By Siddhi Jain
Ace Pakistani actress Sarwat Gilani says that the ban on Pakistani artists in India is “a temporary phase that both the countries are going through” and emphasizes that “the people of the two countries don’t want this to happen”.
Sarwat, who also acted in Zee5 web series ‘Churails’, tells IANSlife in a telephonic interview: “It’s a temporary phase that both the countries are going through. I know that the people of the two countries don’t want this to happen. We have similar cultures, similar traditions, but because of these political setbacks, these things make our art and the love for art bounded by boundaries and borders. I feel it’s a phase and should go away hopefully, because music and art can’t be contained in a bottle or a box. It will make its way itself in due time. Inshallah!”
As part of her latest project, the cross-border actress will be seen reading veteran lyricist-poet Gulzaar’s short stories in the Zee Theatre multi-starrer show ‘Yaar Julahay’, which draws its name from a Gulzar poem. The episode will be screened at Tata sky Theatre in the coming week.

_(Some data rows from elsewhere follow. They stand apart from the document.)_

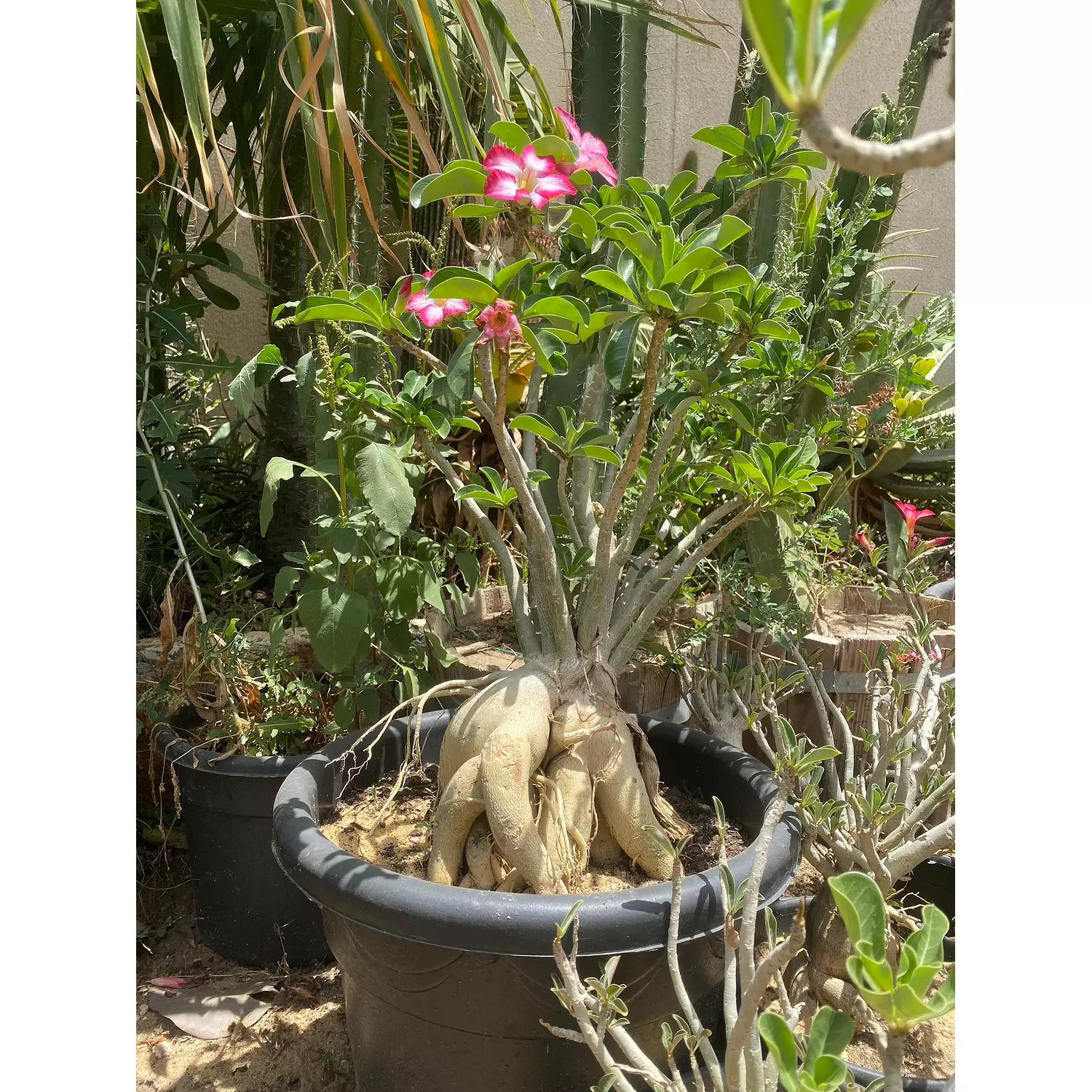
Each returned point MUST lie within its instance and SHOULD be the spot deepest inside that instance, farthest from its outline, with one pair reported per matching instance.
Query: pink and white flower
(430, 312)
(593, 152)
(526, 177)
(498, 323)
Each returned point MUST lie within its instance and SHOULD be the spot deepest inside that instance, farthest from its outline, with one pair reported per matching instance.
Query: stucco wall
(689, 87)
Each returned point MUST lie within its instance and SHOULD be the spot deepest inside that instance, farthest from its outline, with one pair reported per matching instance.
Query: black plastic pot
(247, 909)
(446, 986)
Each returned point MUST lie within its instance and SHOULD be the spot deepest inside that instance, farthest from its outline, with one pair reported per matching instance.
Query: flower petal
(539, 164)
(592, 146)
(502, 157)
(570, 124)
(602, 164)
(432, 314)
(454, 306)
(500, 183)
(553, 185)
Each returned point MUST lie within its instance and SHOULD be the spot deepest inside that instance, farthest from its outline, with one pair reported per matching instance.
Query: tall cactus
(596, 72)
(889, 122)
(609, 76)
(633, 103)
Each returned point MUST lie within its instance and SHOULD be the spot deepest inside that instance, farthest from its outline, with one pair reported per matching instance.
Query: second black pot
(247, 910)
(446, 987)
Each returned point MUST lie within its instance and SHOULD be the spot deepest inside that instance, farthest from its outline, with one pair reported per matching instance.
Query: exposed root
(480, 854)
(460, 804)
(563, 775)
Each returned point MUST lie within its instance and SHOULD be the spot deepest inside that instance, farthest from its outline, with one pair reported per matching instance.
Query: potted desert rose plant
(541, 770)
(879, 803)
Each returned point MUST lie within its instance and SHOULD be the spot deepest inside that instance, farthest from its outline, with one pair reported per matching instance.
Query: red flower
(911, 515)
(526, 177)
(498, 323)
(593, 152)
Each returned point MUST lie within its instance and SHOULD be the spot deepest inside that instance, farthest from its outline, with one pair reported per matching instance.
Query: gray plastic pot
(247, 910)
(446, 987)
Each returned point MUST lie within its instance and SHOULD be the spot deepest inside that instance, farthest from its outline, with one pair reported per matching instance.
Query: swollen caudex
(541, 772)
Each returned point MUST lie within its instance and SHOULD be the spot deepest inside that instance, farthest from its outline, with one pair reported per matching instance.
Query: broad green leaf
(277, 633)
(926, 943)
(703, 259)
(472, 211)
(454, 282)
(544, 344)
(460, 378)
(555, 146)
(603, 454)
(831, 1033)
(607, 279)
(338, 310)
(862, 908)
(384, 485)
(770, 22)
(582, 223)
(532, 423)
(461, 183)
(305, 380)
(851, 22)
(727, 139)
(511, 135)
(559, 307)
(277, 470)
(779, 1039)
(336, 620)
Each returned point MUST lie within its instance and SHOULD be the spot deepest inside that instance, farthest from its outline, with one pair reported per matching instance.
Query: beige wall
(690, 87)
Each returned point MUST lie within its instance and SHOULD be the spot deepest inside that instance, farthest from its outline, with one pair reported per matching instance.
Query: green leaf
(860, 906)
(779, 1039)
(532, 423)
(511, 135)
(831, 1033)
(336, 620)
(607, 279)
(384, 485)
(459, 283)
(603, 454)
(926, 943)
(701, 258)
(559, 307)
(567, 921)
(286, 579)
(277, 470)
(220, 297)
(727, 139)
(332, 309)
(458, 183)
(474, 211)
(769, 22)
(555, 146)
(277, 633)
(305, 380)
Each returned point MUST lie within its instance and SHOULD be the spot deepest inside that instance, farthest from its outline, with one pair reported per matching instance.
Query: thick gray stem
(871, 157)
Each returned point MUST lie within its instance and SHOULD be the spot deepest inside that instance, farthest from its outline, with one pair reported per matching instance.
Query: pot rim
(177, 751)
(504, 923)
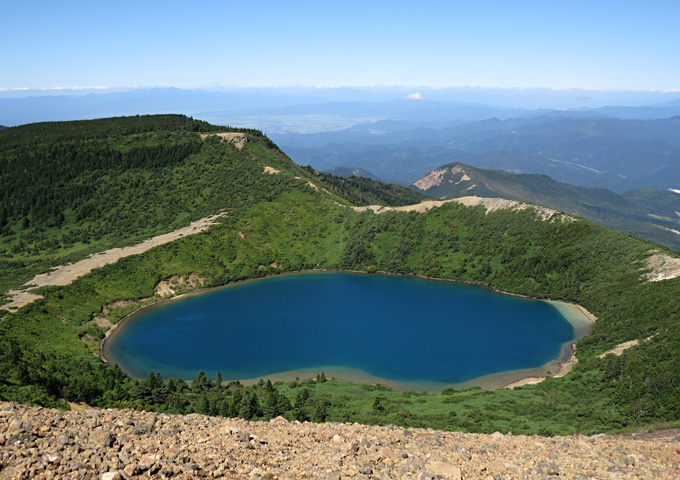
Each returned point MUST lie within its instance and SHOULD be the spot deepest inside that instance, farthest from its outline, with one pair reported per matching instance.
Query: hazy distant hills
(352, 172)
(651, 214)
(618, 154)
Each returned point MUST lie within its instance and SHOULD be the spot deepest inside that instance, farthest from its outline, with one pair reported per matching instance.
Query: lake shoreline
(580, 319)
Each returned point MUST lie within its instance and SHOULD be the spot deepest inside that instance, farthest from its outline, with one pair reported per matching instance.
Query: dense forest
(294, 220)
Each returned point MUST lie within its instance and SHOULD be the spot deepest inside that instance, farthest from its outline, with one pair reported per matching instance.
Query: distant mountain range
(651, 214)
(617, 154)
(352, 172)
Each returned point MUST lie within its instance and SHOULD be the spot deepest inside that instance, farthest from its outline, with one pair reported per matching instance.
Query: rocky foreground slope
(123, 444)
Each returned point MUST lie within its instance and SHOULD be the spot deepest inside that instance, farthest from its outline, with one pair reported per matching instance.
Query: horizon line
(213, 87)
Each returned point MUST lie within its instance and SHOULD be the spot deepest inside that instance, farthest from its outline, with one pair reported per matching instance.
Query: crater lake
(403, 331)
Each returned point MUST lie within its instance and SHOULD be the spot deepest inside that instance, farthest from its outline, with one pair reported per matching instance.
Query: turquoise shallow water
(404, 329)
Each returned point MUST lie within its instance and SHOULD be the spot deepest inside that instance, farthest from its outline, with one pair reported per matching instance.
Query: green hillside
(286, 218)
(650, 214)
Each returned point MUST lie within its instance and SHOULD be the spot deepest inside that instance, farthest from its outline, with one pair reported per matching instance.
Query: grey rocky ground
(124, 444)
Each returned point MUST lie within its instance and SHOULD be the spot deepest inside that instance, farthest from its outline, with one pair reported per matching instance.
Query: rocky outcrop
(176, 285)
(123, 444)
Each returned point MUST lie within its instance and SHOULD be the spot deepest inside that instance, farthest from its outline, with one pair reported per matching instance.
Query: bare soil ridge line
(237, 138)
(491, 204)
(65, 275)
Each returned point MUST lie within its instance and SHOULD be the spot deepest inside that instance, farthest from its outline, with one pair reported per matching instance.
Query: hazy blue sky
(599, 44)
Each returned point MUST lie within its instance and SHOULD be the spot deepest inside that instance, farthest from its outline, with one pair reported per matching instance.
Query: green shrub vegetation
(146, 175)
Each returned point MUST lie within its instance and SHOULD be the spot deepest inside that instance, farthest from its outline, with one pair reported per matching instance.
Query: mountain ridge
(649, 214)
(283, 218)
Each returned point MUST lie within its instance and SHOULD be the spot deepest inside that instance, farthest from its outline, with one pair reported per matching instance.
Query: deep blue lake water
(403, 329)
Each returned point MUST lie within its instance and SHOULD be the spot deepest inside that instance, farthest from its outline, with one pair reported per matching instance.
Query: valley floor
(123, 444)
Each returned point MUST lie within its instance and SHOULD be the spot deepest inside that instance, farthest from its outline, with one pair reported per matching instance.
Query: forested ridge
(278, 222)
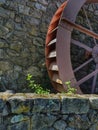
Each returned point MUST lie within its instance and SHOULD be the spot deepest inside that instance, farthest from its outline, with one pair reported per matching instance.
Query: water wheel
(62, 66)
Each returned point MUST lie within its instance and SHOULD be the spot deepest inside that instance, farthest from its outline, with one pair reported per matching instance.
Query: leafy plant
(70, 89)
(37, 88)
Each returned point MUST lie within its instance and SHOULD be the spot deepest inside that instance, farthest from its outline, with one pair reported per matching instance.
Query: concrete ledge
(44, 112)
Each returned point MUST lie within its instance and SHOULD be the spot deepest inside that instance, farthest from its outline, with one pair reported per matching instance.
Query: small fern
(70, 89)
(37, 88)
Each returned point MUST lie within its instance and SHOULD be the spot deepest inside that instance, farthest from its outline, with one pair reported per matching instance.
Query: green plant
(70, 89)
(37, 88)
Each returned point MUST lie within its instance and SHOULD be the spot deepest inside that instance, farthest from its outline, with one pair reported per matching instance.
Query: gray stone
(94, 102)
(19, 118)
(3, 31)
(75, 105)
(5, 66)
(39, 121)
(25, 125)
(2, 103)
(94, 126)
(3, 44)
(19, 105)
(46, 105)
(24, 9)
(40, 7)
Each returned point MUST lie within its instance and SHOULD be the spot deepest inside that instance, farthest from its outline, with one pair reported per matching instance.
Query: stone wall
(23, 27)
(48, 112)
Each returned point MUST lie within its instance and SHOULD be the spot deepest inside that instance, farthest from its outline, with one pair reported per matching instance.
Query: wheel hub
(95, 54)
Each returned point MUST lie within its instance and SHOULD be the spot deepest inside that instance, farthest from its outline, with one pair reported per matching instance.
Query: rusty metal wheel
(59, 42)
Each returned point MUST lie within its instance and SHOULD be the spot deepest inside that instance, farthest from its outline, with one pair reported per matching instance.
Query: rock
(94, 102)
(2, 2)
(75, 105)
(44, 105)
(3, 31)
(19, 105)
(19, 118)
(24, 9)
(5, 66)
(25, 125)
(3, 44)
(34, 71)
(40, 121)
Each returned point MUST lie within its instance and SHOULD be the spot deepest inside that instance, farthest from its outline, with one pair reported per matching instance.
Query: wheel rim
(63, 70)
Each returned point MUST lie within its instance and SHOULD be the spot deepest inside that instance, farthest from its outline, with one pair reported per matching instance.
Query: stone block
(25, 125)
(46, 105)
(93, 102)
(75, 105)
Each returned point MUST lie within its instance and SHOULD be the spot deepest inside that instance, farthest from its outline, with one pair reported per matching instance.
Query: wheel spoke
(94, 81)
(87, 77)
(81, 66)
(79, 28)
(81, 45)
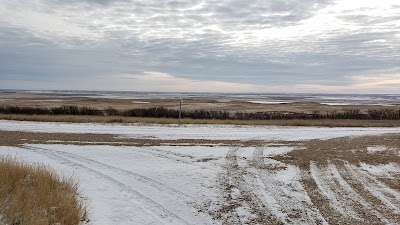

It is a series of dramatic readings of some of the Indian subcontinent’s best-known writers, including Gulzar, Saadat Hasan Manto, Ismat Chughtai, Munshi Premchand, Amrita Pritam, Qurratulain Haider, Balwant Singh, Asad Muhammad Khan, Ghulam Abbas, Rajinder Singh Bedi and Intezar Hussain. Its debut episode featured Pakistani actress Mahira Khan.
The first short story, ‘Sunset Boulevard’ is about Charulata, a once popular actress who is eagerly waiting to meet the writer of her biography, but to her surprise she discovers that the person is not the one whom she had expected. The second story, ‘Das Paisay’ is about Chuckoo, a kid who left his home and set out for nowhere on a train after fighting with his grandmother over ‘dus paisey’ (ten paisas) and realizes the value of dus ‘paisey’ in life.
Asked if she is an admirer of the poet-writer’s work, Sarwat shared: “Yes, I am. When we were little, I remember we weren’t allowed to watch movies so we would hear Gulzaar Sahab, Manto and Tagore. Gulzaar Sahab’s work really resonated with me because his work was literary fiction and popular fiction. Every story that he did evoked a couple of emotions and a couple of ideas. They were very real and they were about the ordinary man. That really clicked with the audience, the stories were about what we faced in our daily lives. They were very sensitive naturally. I also am very fond of his poetry. It was a really delightful surprise that I was offered to read a Gulzaar Sahab poetry. His stories in themselves are so beautiful that the artist doesn’t have to “so hard”.”
“The two stories were very contrasting. It was a very exciting opportunity.”
Asked about the recent demise of Indian actor Dilip Kumar, Sarwat shares: “It was a really sad news to wake up to. I think not just in India but globally, people recognised him as an institution, as an icon. He’s left us with a legacy of cinema that is an institution for all of us. It’s sad that one must leave this world eventually, but the kind of work he did, the kind of creativity he showed and the nuances he invented, for actors, it’s an institution. We all learnt so much from him. The finest of actors in Bollywood are now a reflection of his acting. He’s left so much to us, we’re so grateful to him.”